サークルとセーフ、「USDC」の機関向けセルフカストディ基盤を構築へ

SafeとCircleが戦略的提携

スマートアカウント基盤を提供するセーフ(Safe)とステーブルコイン発行企業の米サークル(Circle Internet Group)が、米ドル建てステーブルコイン「USDC」の機関向け保管およびDeFi(分散型金融)利用に関する戦略的パートナーシップを締結したと10月14日に発表した。

両社は今回の提携を通じて、USDCを安全に保管・運用できるセルフカストディ環境を構築し、セーフをUSDCの主要な機関向けストレージソリューションとして位置付けるという。

現在セーフのスマートアカウント上には約25億USDC(約3,800億円)が保管されている。セーフによると、2023年以降Safeを通じて送金されたUSDCは累計で約570億ドルに達し、過去18か月間で規制の明確化を背景に機関投資家の利用が急増しているという。月間送金額も2024年初頭の15億ドルから2025年9月には41億ドルに拡大し、年間ベースでは前年比およそ2倍のペースで推移している。

セーフは複数署名(マルチシグ)によるスマートアカウント技術を提供しており、イーサリアム上の全取引の約4%を支えている。
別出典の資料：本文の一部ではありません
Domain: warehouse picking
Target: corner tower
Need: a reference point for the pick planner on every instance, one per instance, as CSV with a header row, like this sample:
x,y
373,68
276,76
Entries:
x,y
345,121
両社は今後USDCを中心としたトレジャリー管理機能を強化し、DAOや暗号資産ファンド、企業など幅広い機関向けにセルフカストディ基盤を提供していく方針を示した。

セーフは現在約600億ドル(約9兆円)規模のデジタル資産を保護しており、2025年第1四半期には取引高1兆ドルを突破した。またサークルは、米ドル建てステーブルコインUSDCおよびユーロ建てステーブルコインEURCを発行し、ブロックチェーンを活用した決済・商取引インフラを提供している。